The other morning I heard a news blurb on the radio about a gas station where they had accidentally bumped the decimal point over on the pumps, and were thus selling gasoline for 31 cents per gallon. It seems that this happened over the course of an hour and a half before they realized what was happening and switched off the pumps.
What really struck me was the moment when the woman on the radio made a comment along the lines of, “Man, why doesn’t something like that happen to me?”
Why does this bother me? Because for a full ninety minutes, every customer at that gas station stole gasoline*. If the price sign says $3.19 but the machine only charges you a tenth of that, that’s a glitch in the machine, not a fire sale. Any person with half a grain of morality would have known this, and said something to the guy running the station.
When I was growing up one of the common stories they told children was about how “Honest Abe” Lincoln once walked a mile to return a single penny to a shopkeeper who had given him too much in change. The point of the story was that, even though it was only a penny, (although a penny was worth a lot more back then…), it wasn’t Abe’s penny — it properly and morally belonged to the shopkeeper.
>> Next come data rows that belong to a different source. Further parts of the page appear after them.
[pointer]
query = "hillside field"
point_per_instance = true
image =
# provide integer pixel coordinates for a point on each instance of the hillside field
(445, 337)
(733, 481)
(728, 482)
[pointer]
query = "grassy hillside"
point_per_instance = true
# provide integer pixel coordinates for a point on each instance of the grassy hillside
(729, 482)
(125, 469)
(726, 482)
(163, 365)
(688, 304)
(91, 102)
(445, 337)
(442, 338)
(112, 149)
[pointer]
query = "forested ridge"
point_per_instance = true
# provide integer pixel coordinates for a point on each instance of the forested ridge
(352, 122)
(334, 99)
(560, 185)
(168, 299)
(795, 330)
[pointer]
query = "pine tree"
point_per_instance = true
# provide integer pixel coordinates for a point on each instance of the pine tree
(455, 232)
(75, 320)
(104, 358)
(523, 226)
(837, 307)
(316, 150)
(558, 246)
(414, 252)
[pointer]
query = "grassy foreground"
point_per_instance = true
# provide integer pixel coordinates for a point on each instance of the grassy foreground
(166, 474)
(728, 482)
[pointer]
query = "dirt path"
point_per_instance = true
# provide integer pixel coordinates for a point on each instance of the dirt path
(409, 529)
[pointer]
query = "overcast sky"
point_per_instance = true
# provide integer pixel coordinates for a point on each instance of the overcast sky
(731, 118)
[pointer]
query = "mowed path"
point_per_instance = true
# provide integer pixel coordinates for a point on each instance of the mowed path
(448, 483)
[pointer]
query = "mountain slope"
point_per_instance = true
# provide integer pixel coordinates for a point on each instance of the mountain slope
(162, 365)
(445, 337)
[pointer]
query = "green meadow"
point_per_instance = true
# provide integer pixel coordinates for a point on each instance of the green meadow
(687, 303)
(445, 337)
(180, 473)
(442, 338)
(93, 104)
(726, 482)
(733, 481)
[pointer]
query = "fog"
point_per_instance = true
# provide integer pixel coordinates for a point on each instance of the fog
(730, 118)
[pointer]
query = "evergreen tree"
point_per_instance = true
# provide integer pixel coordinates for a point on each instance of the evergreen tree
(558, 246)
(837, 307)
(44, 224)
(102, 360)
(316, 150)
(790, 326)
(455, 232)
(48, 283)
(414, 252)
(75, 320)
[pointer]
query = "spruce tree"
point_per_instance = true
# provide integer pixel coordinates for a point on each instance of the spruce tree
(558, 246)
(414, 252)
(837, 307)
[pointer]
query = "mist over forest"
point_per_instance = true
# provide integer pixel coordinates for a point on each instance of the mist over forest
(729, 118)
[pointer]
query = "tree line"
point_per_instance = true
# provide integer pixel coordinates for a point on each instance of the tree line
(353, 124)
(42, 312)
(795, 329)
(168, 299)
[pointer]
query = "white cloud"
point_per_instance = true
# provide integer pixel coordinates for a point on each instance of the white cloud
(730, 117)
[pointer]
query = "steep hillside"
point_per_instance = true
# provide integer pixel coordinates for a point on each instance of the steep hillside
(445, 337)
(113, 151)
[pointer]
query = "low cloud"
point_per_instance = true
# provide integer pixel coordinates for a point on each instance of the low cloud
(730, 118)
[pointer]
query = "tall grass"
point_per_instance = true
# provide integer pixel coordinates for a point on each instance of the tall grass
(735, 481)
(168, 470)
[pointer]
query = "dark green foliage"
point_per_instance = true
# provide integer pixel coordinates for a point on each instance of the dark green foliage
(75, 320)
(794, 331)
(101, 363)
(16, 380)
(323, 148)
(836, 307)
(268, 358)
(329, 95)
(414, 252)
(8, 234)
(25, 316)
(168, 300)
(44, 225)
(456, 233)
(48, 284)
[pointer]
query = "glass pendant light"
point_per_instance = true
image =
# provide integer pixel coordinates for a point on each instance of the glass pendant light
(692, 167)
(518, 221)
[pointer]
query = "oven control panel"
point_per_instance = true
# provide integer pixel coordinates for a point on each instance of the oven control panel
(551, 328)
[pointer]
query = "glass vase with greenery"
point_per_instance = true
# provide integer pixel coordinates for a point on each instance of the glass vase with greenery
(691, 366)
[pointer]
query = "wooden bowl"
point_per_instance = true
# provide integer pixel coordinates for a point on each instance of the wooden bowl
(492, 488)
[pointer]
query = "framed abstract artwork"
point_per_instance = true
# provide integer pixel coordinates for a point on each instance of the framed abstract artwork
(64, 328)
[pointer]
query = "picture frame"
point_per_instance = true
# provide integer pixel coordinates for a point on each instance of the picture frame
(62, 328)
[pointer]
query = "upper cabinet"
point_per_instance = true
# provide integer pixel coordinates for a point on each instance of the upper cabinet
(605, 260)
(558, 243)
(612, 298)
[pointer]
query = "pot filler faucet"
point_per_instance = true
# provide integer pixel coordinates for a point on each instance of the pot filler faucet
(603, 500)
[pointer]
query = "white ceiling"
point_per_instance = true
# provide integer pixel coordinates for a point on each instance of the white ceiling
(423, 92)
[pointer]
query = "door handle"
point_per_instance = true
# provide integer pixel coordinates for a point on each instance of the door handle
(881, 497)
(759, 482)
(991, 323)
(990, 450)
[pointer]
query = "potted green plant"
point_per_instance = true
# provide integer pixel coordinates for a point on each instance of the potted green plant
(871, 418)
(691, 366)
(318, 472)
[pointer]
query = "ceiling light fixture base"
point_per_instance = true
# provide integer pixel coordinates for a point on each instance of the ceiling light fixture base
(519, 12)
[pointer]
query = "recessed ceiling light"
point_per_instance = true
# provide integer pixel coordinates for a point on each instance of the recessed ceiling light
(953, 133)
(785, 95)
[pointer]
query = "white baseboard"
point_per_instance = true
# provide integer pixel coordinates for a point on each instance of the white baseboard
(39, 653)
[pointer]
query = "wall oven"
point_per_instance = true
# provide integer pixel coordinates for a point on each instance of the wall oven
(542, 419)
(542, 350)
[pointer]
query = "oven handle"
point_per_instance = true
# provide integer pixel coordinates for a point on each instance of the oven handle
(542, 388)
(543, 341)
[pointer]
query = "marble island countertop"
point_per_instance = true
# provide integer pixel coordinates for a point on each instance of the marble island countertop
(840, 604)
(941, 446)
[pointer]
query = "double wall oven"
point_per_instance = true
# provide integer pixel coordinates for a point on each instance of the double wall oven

I remember back when I was just out of college and working at a bookstore, when at the end of the day one of the registers was short twenty dollars. We quickly figured out that a particular employee must have counted out one too many bills when giving a customer change for a hundred — this being determined by the employee remembering and thus suspecting the particular transaction, and the manager remembering an odd incident when he overheard that same customer say something like “What a nice gift!” as she counted her change leaving the store.
The employee didn’t get into much trouble — it was an honest mistake; but the customer clearly knew that she had been handed too much money, and for all she knew he could have been fired for it. But hey, twenty bucks, man.
Do young people ever learn about “Honest Abe” anymore? How about Washington and the cherry tree? Were those stories literally true? Probably not; they were moral lessons, not history lessons. Today instead we have the Clinton legacy: “If you don’t get caught, you haven’t done anything wrong.”
That word I keep using that nobody seems to comprehend? “Integrity”.
* …with the exception of those few customers who perhaps didn’t so much as glance at the price on the pump.